The national committee established to support hundreds of Palestinian prisoners who have been on hunger strike for the past 29 days in ‘Israeli' prisons announced a three-hour commercial strike on Monday, and called for Palestinians to clash with the occupation forces in the coming days to mark the 69th anniversary of the Palestinian Nakba, or "catastrophe."

Palestinian Hunger Strike Committee Calls for Commercial Strike

The committee said all shops must shut down from 11 a.m. to 2 p.m. on Monday to express support for the hunger strike.

Earlier on the 11th day of the strike, a general strike called for by the committee was widely observed across the occupied West Bank, as thousands of Palestinians shut down their shops and businesses in solidarity with hunger strikers.

The following day, widespread clashes erupted across the occupied West Bank, with several Palestinians being injured, after the Fatah movement called for a Day of Rage in support of hunger-striking Palestinian prisoners.

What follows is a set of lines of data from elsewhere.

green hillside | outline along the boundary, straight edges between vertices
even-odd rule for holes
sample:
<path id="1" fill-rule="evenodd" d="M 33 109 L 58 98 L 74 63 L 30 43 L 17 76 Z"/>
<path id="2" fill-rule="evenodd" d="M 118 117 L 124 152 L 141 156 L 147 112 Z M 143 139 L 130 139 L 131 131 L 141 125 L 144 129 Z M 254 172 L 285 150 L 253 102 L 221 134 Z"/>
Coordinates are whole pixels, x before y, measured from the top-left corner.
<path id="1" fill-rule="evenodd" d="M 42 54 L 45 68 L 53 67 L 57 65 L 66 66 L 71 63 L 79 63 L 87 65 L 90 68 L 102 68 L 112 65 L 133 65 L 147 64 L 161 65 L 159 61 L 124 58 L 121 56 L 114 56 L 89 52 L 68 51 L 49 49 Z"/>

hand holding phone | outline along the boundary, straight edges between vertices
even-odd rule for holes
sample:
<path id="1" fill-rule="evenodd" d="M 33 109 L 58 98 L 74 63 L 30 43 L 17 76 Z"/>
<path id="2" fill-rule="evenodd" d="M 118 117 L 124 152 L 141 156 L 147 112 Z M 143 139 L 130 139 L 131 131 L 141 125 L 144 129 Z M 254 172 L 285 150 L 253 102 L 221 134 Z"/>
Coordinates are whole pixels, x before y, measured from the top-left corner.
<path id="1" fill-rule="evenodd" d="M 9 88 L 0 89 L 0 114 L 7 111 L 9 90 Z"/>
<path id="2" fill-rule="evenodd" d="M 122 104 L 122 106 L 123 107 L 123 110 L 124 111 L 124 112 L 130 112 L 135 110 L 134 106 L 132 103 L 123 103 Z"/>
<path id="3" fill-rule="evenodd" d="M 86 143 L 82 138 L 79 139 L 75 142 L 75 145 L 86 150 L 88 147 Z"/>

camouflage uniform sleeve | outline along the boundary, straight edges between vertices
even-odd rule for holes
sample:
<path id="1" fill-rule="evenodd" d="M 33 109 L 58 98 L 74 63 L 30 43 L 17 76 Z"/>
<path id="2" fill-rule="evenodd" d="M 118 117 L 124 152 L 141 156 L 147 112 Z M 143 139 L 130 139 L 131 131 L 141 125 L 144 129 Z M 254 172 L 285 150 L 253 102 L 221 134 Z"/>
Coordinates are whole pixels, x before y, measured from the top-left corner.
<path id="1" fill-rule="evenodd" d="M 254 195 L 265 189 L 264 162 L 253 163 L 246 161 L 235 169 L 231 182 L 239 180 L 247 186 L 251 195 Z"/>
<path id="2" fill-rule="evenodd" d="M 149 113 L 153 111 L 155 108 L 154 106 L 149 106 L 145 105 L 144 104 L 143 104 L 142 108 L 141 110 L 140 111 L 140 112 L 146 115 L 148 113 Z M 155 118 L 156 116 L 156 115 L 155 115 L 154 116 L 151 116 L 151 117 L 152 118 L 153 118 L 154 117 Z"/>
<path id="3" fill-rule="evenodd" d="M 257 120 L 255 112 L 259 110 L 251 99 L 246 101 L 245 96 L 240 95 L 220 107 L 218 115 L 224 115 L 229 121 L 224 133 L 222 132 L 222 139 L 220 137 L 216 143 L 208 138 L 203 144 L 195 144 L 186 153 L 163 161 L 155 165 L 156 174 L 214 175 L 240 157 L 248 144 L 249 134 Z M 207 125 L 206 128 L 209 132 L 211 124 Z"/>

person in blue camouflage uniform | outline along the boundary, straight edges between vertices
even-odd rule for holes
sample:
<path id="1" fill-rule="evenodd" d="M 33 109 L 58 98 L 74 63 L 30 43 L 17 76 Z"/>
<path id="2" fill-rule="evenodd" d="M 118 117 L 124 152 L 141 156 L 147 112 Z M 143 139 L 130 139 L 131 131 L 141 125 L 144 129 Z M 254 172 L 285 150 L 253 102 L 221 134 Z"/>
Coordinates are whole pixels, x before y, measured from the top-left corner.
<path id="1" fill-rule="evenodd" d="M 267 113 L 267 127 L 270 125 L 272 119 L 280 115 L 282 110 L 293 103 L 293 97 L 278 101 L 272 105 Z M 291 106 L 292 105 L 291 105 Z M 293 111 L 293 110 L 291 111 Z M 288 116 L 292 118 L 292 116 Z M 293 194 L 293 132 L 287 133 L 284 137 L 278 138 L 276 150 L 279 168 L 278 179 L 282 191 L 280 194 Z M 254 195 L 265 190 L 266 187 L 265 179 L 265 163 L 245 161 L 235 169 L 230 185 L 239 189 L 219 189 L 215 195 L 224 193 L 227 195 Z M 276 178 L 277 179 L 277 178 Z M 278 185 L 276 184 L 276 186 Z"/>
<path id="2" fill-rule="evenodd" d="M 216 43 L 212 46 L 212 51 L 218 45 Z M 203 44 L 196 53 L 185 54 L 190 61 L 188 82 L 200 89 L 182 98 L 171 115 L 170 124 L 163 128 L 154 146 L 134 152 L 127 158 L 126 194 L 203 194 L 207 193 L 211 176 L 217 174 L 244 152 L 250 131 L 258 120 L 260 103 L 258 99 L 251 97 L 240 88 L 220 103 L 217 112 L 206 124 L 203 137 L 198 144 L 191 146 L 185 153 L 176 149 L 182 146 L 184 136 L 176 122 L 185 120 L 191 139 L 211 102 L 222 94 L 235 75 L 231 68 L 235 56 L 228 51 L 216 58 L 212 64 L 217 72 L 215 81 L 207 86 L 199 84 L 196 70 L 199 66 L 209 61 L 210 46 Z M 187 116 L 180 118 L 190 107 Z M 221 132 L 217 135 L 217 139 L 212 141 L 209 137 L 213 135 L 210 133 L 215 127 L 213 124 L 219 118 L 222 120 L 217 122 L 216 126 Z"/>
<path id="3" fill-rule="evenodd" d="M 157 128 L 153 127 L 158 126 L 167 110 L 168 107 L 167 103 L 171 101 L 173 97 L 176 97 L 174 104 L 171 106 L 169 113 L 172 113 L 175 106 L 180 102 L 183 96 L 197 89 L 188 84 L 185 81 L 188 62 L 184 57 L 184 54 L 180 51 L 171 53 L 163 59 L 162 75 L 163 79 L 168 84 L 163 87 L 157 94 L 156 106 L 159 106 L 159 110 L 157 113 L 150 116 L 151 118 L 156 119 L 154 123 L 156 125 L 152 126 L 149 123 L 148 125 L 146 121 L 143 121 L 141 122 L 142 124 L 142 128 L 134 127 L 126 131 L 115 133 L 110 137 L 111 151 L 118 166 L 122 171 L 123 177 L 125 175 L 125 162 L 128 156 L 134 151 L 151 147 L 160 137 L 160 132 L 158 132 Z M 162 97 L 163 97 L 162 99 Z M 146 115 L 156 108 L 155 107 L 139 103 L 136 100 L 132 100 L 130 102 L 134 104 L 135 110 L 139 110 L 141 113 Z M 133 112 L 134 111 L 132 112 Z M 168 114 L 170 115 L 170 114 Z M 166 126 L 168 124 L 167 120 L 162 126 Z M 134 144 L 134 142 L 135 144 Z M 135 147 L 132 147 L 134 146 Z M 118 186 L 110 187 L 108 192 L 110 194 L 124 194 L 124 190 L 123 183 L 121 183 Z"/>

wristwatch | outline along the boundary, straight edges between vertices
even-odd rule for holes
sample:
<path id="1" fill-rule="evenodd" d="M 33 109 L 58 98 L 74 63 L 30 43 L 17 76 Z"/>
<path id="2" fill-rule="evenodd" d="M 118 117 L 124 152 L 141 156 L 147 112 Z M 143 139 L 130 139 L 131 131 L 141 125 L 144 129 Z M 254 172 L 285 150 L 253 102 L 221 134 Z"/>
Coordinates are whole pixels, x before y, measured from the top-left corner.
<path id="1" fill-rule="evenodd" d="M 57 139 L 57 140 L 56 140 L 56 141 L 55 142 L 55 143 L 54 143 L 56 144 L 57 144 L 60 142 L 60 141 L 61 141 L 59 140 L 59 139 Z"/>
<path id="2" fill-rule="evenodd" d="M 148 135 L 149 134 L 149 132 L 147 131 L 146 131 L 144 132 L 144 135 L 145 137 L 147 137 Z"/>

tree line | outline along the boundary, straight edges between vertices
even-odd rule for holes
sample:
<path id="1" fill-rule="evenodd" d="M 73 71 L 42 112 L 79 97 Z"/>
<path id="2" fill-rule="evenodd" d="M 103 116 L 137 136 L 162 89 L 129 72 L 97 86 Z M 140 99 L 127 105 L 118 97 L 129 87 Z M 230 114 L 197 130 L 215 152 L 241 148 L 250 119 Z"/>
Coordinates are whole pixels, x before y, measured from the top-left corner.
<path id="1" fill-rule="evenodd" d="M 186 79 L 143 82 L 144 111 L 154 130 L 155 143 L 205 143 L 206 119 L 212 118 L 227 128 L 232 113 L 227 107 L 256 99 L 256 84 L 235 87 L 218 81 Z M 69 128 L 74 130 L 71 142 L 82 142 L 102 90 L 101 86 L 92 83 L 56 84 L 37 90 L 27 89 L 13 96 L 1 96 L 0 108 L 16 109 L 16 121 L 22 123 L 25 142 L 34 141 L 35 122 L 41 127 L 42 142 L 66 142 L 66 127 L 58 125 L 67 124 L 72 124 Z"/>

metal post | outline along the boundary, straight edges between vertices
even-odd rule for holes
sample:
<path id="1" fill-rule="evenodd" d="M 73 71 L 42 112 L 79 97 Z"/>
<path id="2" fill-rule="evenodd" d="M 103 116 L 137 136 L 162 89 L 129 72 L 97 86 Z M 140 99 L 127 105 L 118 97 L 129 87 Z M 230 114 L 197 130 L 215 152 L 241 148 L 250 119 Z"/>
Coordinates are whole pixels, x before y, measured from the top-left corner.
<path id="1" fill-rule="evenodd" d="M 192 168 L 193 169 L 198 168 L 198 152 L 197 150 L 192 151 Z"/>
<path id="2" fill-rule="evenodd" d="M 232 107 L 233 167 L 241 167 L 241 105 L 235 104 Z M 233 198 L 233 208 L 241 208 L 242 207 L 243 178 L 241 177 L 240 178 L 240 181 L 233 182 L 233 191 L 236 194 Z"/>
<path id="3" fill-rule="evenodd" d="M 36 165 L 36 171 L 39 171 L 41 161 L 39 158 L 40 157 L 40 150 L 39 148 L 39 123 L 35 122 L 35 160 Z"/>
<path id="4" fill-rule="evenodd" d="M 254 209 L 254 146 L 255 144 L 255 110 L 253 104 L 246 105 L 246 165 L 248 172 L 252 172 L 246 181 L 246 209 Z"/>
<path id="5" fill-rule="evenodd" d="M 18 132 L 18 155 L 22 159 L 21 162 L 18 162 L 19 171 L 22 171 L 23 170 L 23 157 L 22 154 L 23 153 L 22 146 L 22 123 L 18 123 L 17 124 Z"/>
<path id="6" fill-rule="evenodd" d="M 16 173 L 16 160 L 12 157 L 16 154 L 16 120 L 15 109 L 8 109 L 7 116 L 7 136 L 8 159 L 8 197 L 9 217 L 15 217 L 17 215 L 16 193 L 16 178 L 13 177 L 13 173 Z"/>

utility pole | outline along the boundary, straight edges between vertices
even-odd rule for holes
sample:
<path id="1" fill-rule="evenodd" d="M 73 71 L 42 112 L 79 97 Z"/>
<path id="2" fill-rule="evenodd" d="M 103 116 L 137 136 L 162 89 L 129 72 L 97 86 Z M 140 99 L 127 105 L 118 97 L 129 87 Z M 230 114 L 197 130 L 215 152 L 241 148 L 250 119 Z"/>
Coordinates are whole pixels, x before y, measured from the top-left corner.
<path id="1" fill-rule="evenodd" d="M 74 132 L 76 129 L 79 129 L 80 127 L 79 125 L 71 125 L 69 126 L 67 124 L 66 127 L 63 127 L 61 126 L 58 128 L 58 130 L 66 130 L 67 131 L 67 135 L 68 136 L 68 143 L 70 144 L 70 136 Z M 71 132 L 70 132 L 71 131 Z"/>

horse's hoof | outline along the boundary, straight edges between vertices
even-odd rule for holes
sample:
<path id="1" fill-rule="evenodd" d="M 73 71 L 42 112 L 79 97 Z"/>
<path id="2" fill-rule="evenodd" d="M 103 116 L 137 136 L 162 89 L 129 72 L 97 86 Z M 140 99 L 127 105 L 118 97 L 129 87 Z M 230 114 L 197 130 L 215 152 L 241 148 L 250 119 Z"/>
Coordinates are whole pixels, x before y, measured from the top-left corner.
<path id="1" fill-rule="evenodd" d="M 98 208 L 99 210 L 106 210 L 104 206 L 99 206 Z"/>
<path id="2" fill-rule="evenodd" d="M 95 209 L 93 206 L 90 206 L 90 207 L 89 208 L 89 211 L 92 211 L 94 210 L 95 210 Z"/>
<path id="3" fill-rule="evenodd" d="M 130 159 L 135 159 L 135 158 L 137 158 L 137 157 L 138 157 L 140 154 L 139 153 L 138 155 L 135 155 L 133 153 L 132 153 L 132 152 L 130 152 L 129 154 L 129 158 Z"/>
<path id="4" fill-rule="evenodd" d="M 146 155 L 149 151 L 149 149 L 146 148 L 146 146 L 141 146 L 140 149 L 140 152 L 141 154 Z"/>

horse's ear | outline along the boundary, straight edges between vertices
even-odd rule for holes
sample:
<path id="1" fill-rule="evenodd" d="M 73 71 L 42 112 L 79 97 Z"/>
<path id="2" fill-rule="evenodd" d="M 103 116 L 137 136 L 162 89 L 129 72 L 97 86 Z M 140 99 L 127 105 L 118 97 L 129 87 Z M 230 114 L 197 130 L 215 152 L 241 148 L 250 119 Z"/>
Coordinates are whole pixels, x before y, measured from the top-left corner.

On Monday, the national committee urged Palestinians to clash with the ‘Israeli' occupation forces again in the coming days, as the Palestinian people mark the 69th anniversary of the Nakba, when approximately 750,000 Palestinians were forcible displaced from their lands during the establishment of the Zionist entity in 1948.

Palestinians were scattered in refugee camps across the occupied West Bank, Gaza Strip, Jordan, Lebanon, and Syria, with Palestinian refugees and their descendants now amounting to over five million people, according to the United Nations.

In its statement, the committee also urged the United Nation's Security Council and General Assembly, along with other international human rights groups, to protect hunger-striking prisoners and coerce the ‘Israeli' government to respect international conventions and laws.

Some 1,300 Palestinian prisoners on hunger strike, out of the total of 6,300 Palestinians held by the Zionist regime, have been calling for an end to the denial of family visits, the right to pursue higher education, appropriate medical care and treatment, and an end to solitary confinement and administrative detention -- imprisonment without charge or trial -- among other demands for basic rights.